今年度の慶大一般選抜の出願が先月19日に締め切られ、今月1日に志願者数が確定した。全体志願者数は10学部3656人の募集に対し、前年度比4.6%減の3万6681人となり、4年連続で減少となった。一般選抜は2月10日の薬学部から始まり、3月1日の医学部第2次試験までの間、計11日間にわたって行われる。

学部ごとに見ると、文系学部は経済学部B方式、法学部法律学科、商学部B方式で志願者数が増加したものの、その他の学部・方式は減少が見られた。特に、法学部政治学科では減少幅が前年度比12.2%減と文系学部で最大であった。なお商学部B方式は322人と大幅に増加したが、前年度志願者数が減少した反動によるものが大きいと推測される。

 

一方で理系学部は、看護医療学部で志願者数が唯一増加したものの、他学部では軒並み減少が目立つ。特に理工学部学門Dの減少幅は前年度比21.3%減と全学部・学科・方式で最大となった。

18歳人口が減っていることもあり、近年は全国的に大学受験者数の減少が目立つ。慶大は、ここ数年、志願者が減少しているものの、前年度と比較すると今年度の志願者数の減少幅は小さい。

今年度全体志願者数の動向について、慶大入学センターは「大学入試改革や新型コロナウイルス感染症などにより、受験生・保護者の安全志向が一層高まり、本学も影響を受けたのでは」と分析する。

他大学の影響も少なからずあると予備校関係者は分析する。今年度は大学入学共通テスト併用型入試など新たな入試方式を導入した大学が目立つ。こうした変更に対する受験生の敬遠傾向が見られ、入試方式の変更がなかった慶大では志願者数は大きく減少しなかったのではと指摘する。

 

今年度、一般選抜において何点か変更点があった。総合政策学部・環境情報学部の総合型選抜(AO入試)の募集人員が増員となるため、一般選抜の募集人員が各学部275人から225人に減少した。

また今年度からインターネット出願の際に、「主体性」「多様性」「協働性」についてどのように考え、心掛けてきたかを100文字以上、500文字以内で入力を求めた。入力した内容は受験の合否判定に用いることはせず、入学後の学習指導上の参考資料としてのみ活用する。

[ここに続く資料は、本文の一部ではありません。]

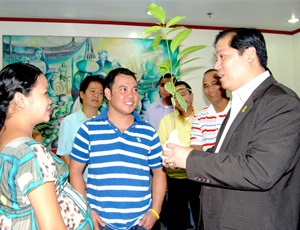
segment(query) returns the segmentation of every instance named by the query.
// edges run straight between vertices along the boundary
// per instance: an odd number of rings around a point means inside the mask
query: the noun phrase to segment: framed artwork
[[[3,67],[15,62],[30,63],[48,79],[52,113],[50,121],[36,129],[41,132],[45,146],[55,150],[60,122],[80,108],[79,87],[88,75],[97,74],[104,79],[118,67],[135,72],[140,94],[136,111],[144,116],[147,107],[160,98],[156,86],[161,74],[154,67],[169,59],[166,41],[161,42],[156,52],[152,50],[152,42],[151,39],[4,35]],[[174,64],[178,52],[171,59]],[[100,110],[105,107],[104,100]]]

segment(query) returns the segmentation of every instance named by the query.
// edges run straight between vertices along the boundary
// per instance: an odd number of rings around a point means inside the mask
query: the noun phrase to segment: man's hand
[[[100,216],[98,213],[94,210],[91,210],[92,218],[93,218],[93,225],[94,225],[94,230],[100,230],[99,225],[102,227],[105,227],[105,223],[101,220]]]
[[[148,211],[145,213],[143,219],[140,221],[139,226],[144,226],[146,229],[151,229],[156,221],[156,215],[153,212]]]
[[[169,143],[167,145],[169,149],[172,151],[164,151],[164,155],[168,156],[163,162],[163,166],[166,168],[186,168],[186,159],[190,152],[193,150],[193,148],[190,147],[182,147],[179,145],[175,145],[172,143]]]

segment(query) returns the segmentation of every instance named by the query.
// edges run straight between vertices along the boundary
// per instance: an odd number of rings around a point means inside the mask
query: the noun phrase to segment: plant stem
[[[175,100],[175,95],[174,96],[172,96],[173,98],[174,98],[174,100]],[[176,113],[175,113],[175,111],[176,111],[176,109],[175,109],[175,105],[173,105],[173,113],[174,113],[174,129],[176,129],[176,117],[175,117],[175,115],[176,115]]]
[[[164,25],[165,26],[165,25]],[[172,59],[171,59],[171,53],[170,53],[170,47],[169,47],[169,41],[166,35],[166,30],[164,30],[164,38],[166,40],[167,43],[167,50],[168,50],[168,56],[169,56],[169,61],[170,61],[170,72],[171,72],[171,78],[172,78],[172,82],[173,84],[175,84],[175,77],[173,76],[173,65],[172,65]],[[173,101],[175,102],[175,94],[171,95],[173,97]],[[173,104],[173,102],[172,102]],[[175,104],[173,104],[173,114],[174,114],[174,129],[176,129],[176,118],[175,118],[175,112],[176,112],[176,108],[175,108]]]

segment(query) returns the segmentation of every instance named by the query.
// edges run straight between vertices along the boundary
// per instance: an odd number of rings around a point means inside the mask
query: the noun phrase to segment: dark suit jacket
[[[204,229],[297,229],[299,98],[269,77],[245,106],[219,153],[193,150],[187,159],[188,178],[205,183],[201,193]]]

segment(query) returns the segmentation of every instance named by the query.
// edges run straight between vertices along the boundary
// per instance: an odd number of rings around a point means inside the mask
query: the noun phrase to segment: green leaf
[[[174,100],[174,97],[171,97],[171,102],[172,102],[172,105],[175,107],[176,102],[175,102],[175,100]]]
[[[169,94],[174,95],[176,93],[176,88],[172,82],[167,82],[165,84],[165,89],[169,92]]]
[[[184,26],[177,26],[177,27],[175,27],[175,28],[169,30],[169,31],[166,33],[166,37],[167,37],[167,35],[168,35],[169,33],[172,33],[172,32],[174,32],[174,31],[176,31],[176,30],[181,30],[181,29],[186,29],[186,28],[185,28]]]
[[[145,69],[143,72],[144,72],[144,73],[147,73],[147,72],[150,71],[150,70],[152,70],[152,69]]]
[[[144,70],[144,73],[147,73],[148,71],[153,70],[153,69],[155,69],[155,68],[160,68],[160,66],[154,66],[154,67],[151,68],[151,69],[146,69],[146,70]]]
[[[180,81],[180,78],[186,76],[187,74],[180,74],[179,76],[175,76],[174,79],[176,79],[176,81]]]
[[[153,38],[158,37],[158,36],[162,36],[162,35],[161,34],[151,34],[151,35],[145,37],[144,40],[145,39],[153,39]]]
[[[170,60],[163,60],[163,62],[160,65],[161,67],[165,67],[166,69],[169,69],[171,66]]]
[[[201,50],[204,49],[205,47],[207,47],[206,45],[201,45],[201,46],[190,46],[185,48],[184,50],[182,50],[178,55],[177,55],[177,61],[182,58],[184,55],[186,54],[190,54],[193,53],[197,50]]]
[[[164,76],[169,71],[170,67],[171,67],[170,60],[164,60],[160,64],[160,73],[161,73],[161,75]]]
[[[174,76],[173,77],[174,84],[176,83],[176,81],[180,80],[180,78],[181,78],[181,75],[180,76]]]
[[[160,67],[160,74],[162,75],[162,76],[164,76],[167,72],[168,72],[168,70],[166,69],[166,68],[164,68],[164,67]]]
[[[186,29],[181,32],[179,32],[172,40],[171,42],[171,51],[174,53],[174,51],[178,48],[178,46],[190,35],[192,32],[192,29]]]
[[[158,47],[161,39],[163,38],[162,35],[158,36],[157,38],[155,38],[155,40],[152,42],[152,49],[155,51],[156,48]]]
[[[151,26],[147,29],[144,29],[143,32],[142,32],[142,35],[143,34],[151,34],[151,33],[155,33],[155,32],[158,32],[160,30],[163,30],[164,28],[162,26]]]
[[[191,62],[191,61],[195,61],[195,60],[197,60],[197,59],[200,59],[200,58],[197,57],[197,58],[192,58],[192,59],[190,59],[190,60],[187,60],[186,62],[180,64],[180,65],[176,68],[175,71],[177,71],[177,70],[178,70],[179,68],[181,68],[183,65],[185,65],[185,64],[187,64],[187,63],[189,63],[189,62]]]
[[[148,10],[153,17],[157,18],[162,24],[165,24],[166,13],[163,8],[158,5],[151,4],[148,6]]]
[[[180,78],[182,78],[182,77],[184,77],[184,76],[186,76],[186,75],[188,75],[188,74],[181,74],[181,75],[179,75],[179,76],[178,76],[178,80],[180,80]]]
[[[184,19],[185,16],[177,16],[175,18],[172,18],[166,25],[166,28],[169,28],[170,26],[173,26],[175,24],[177,24],[178,22],[180,22],[182,19]]]
[[[184,111],[186,111],[187,110],[187,104],[186,104],[186,101],[184,100],[184,98],[178,92],[175,93],[175,97],[176,97],[179,105],[181,106],[181,108],[183,108]]]

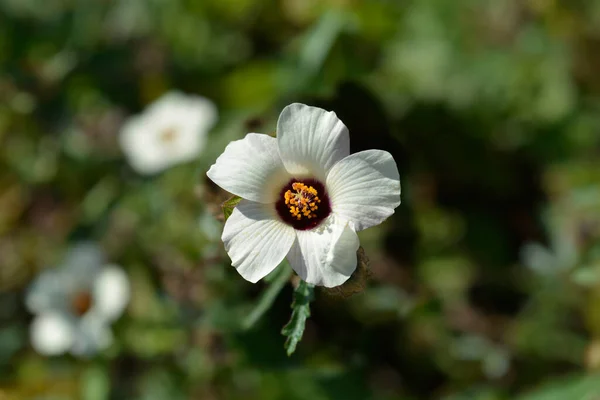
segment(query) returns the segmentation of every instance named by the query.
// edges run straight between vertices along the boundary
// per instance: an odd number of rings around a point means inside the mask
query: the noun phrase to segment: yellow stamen
[[[293,191],[288,190],[283,195],[292,217],[297,220],[302,219],[302,217],[315,218],[317,216],[315,211],[319,209],[317,204],[321,202],[317,190],[300,182],[294,182],[292,189]]]

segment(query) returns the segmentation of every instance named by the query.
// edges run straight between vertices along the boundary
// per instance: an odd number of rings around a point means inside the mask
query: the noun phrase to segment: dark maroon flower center
[[[87,291],[76,293],[71,299],[71,309],[78,317],[83,316],[92,308],[92,294]]]
[[[331,213],[325,186],[316,179],[292,178],[275,203],[279,218],[294,229],[317,227]]]

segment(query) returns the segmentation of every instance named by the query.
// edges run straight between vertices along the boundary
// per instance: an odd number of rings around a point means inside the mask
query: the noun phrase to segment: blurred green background
[[[600,398],[600,2],[0,0],[0,400]],[[124,121],[218,107],[198,159],[143,177]],[[361,232],[360,293],[230,266],[205,172],[291,102],[391,152],[402,205]],[[24,297],[79,240],[132,299],[95,357],[43,357]]]

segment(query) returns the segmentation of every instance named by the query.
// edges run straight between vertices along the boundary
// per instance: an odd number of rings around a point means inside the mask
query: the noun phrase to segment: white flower
[[[210,100],[169,92],[123,125],[121,148],[137,172],[154,174],[197,157],[216,120]]]
[[[96,245],[77,244],[60,267],[43,271],[29,288],[25,303],[36,314],[30,329],[33,348],[43,355],[105,349],[112,342],[110,324],[129,297],[125,272],[105,264]]]
[[[548,247],[529,242],[521,248],[525,266],[540,275],[556,275],[575,267],[579,261],[573,221],[559,218],[552,212],[544,216],[549,229]]]
[[[451,343],[449,350],[459,360],[480,361],[483,373],[490,379],[500,379],[510,369],[508,350],[483,336],[463,335]]]
[[[249,133],[231,142],[207,175],[243,199],[222,239],[250,282],[287,257],[306,282],[341,285],[356,269],[356,232],[380,224],[400,204],[392,156],[350,155],[348,129],[335,113],[303,104],[281,112],[277,138]]]

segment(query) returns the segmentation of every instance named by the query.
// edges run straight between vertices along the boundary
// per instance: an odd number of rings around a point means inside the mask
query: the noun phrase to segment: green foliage
[[[106,368],[101,365],[90,366],[83,376],[83,400],[106,400],[110,395],[110,380]]]
[[[275,271],[265,278],[269,283],[269,286],[263,290],[252,311],[242,321],[243,329],[252,328],[263,314],[271,308],[277,295],[290,280],[291,276],[292,269],[289,264],[284,261],[275,269]]]
[[[314,300],[314,286],[300,281],[294,290],[294,301],[292,302],[292,316],[289,322],[281,330],[286,336],[285,350],[288,356],[296,351],[296,346],[304,335],[306,320],[310,317],[310,302]]]
[[[0,0],[0,400],[595,400],[599,37],[598,1]],[[171,90],[218,123],[141,175],[121,129]],[[239,276],[206,171],[291,102],[403,194],[290,320],[291,268]],[[130,303],[108,348],[45,357],[27,293],[79,240]]]
[[[594,400],[600,395],[600,376],[572,377],[552,382],[517,398],[517,400]]]

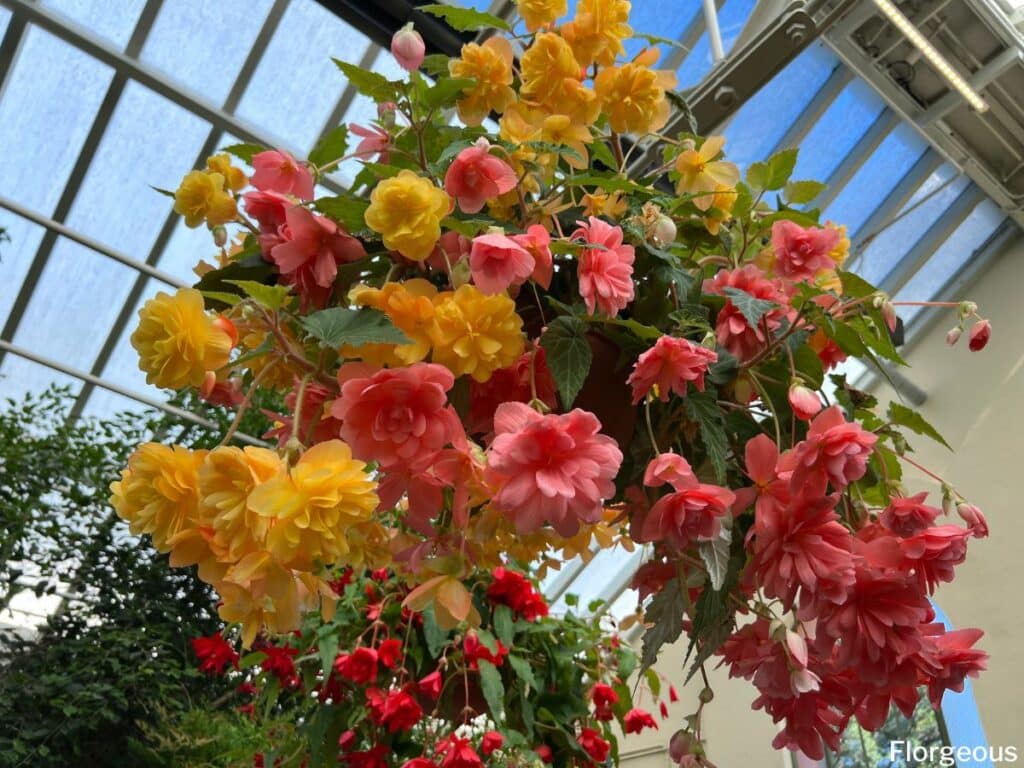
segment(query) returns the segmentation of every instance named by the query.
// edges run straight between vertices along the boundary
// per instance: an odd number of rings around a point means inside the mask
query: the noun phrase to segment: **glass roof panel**
[[[171,209],[170,200],[164,200],[164,208],[164,215],[166,215]],[[157,266],[183,283],[191,285],[199,279],[192,268],[199,263],[200,259],[205,259],[212,264],[216,252],[217,249],[210,236],[210,230],[206,227],[186,227],[185,220],[179,218]],[[166,291],[167,286],[162,282],[154,282],[149,290],[150,292]]]
[[[358,62],[368,47],[364,35],[319,3],[291,3],[253,73],[238,114],[308,152],[345,86],[330,57]]]
[[[4,400],[19,401],[25,395],[39,394],[50,385],[70,387],[72,395],[82,390],[82,382],[73,376],[65,376],[17,355],[4,355],[0,365],[0,396]]]
[[[209,131],[206,121],[129,82],[75,198],[68,224],[144,260],[169,204],[149,186],[176,188],[183,163],[199,153]]]
[[[726,0],[725,5],[718,9],[718,28],[722,33],[722,47],[726,54],[743,30],[747,17],[754,9],[754,2],[755,0]],[[658,28],[660,27],[655,26],[655,29]],[[679,67],[679,88],[686,89],[697,85],[704,75],[711,71],[711,65],[711,43],[705,31]]]
[[[845,224],[850,232],[856,232],[886,192],[913,167],[927,148],[924,139],[910,125],[898,125],[878,149],[865,158],[860,170],[825,209],[822,219]]]
[[[825,181],[839,166],[884,108],[863,80],[854,80],[836,97],[801,142],[795,179]]]
[[[123,49],[139,20],[146,0],[43,0],[42,4],[77,22],[95,37]]]
[[[636,570],[639,564],[639,557],[639,548],[633,552],[629,552],[622,547],[602,549],[594,555],[594,558],[573,579],[569,588],[552,606],[552,609],[559,612],[567,610],[566,595],[576,595],[579,597],[580,609],[585,610],[587,603],[600,597],[612,580],[625,571],[632,573],[632,571]]]
[[[850,269],[874,285],[881,283],[967,186],[966,177],[955,176],[956,170],[948,164],[929,176],[897,214],[901,218],[868,243]]]
[[[7,322],[14,299],[21,290],[32,257],[43,240],[45,229],[0,208],[0,227],[7,230],[9,243],[0,243],[0,324]],[[2,326],[0,326],[2,327]],[[0,389],[3,385],[0,383]]]
[[[741,168],[765,160],[838,66],[839,59],[821,43],[790,62],[739,108],[722,131],[729,160]]]
[[[135,326],[138,322],[137,318],[139,310],[142,309],[143,304],[156,296],[159,291],[169,292],[169,289],[161,283],[158,283],[156,280],[146,281],[146,285],[142,289],[142,294],[140,295],[139,300],[132,308],[132,313],[130,315],[131,319],[125,329],[121,332],[121,338],[118,339],[117,344],[114,345],[114,352],[110,356],[110,359],[107,360],[106,366],[103,368],[102,376],[112,384],[119,384],[133,392],[163,399],[163,393],[161,390],[156,387],[151,387],[146,383],[146,375],[139,370],[138,353],[131,345],[131,335],[134,333]],[[96,392],[98,393],[99,390],[96,390]]]
[[[678,40],[701,13],[700,3],[696,0],[676,3],[633,3],[629,25],[636,32]],[[639,37],[627,40],[626,55],[632,58],[650,45],[647,40]],[[658,44],[657,47],[662,55],[674,50],[672,46],[664,44]]]
[[[11,12],[0,6],[0,35],[7,31],[7,23],[11,20]]]
[[[164,3],[141,59],[222,104],[249,55],[271,0]]]
[[[635,589],[627,589],[608,606],[608,613],[616,619],[622,619],[624,616],[636,612],[639,601],[640,593]]]
[[[121,311],[136,272],[58,238],[14,343],[88,370]]]
[[[152,395],[150,395],[152,397]],[[118,413],[142,413],[149,410],[149,406],[143,405],[138,400],[111,392],[109,389],[96,387],[89,395],[82,415],[97,419],[106,419]]]
[[[112,70],[29,26],[0,98],[0,194],[53,212]]]

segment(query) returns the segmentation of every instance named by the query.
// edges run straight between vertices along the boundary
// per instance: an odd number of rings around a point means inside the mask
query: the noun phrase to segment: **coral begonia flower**
[[[584,241],[579,256],[580,295],[591,315],[597,309],[615,317],[633,300],[632,245],[622,242],[622,228],[591,216],[579,225],[572,240]],[[596,245],[597,248],[587,247]]]
[[[477,139],[456,155],[444,175],[445,191],[465,213],[478,213],[488,200],[515,189],[516,172],[490,150],[487,139]]]
[[[724,136],[708,136],[700,149],[683,150],[676,158],[676,191],[694,195],[693,204],[702,211],[711,207],[719,187],[735,187],[740,180],[740,169],[735,163],[715,160],[724,146]]]
[[[264,192],[294,195],[300,200],[313,199],[313,177],[309,169],[296,162],[287,152],[268,149],[252,156],[252,185]]]
[[[502,234],[478,235],[469,252],[469,271],[482,293],[503,293],[526,281],[535,262],[529,251]]]
[[[661,402],[668,402],[669,392],[686,397],[689,382],[704,391],[704,374],[718,360],[710,349],[687,339],[661,336],[653,347],[643,352],[633,366],[627,384],[633,388],[633,405],[657,387]]]
[[[819,272],[835,267],[832,250],[839,244],[839,231],[801,227],[792,221],[772,224],[775,274],[790,280],[811,280]]]
[[[364,127],[352,123],[349,131],[359,136],[361,141],[356,145],[353,157],[360,160],[374,160],[387,163],[391,157],[391,134],[383,128],[371,125]]]
[[[512,239],[533,256],[534,266],[530,279],[545,290],[550,288],[554,259],[551,256],[551,235],[548,231],[540,224],[531,224],[525,234],[512,235]]]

なお、新型コロナウイルス感染症の影響に伴い、出題範囲を変更する大学もあるが、慶大は「すでに公表している試験教科・科目からの範囲変更は行わない」としている。

 

一般選抜の合格発表は、2月19日の薬学部から始まり、3月5日の医学部第2次試験まで続き、インターネット出願システム上で確認できる。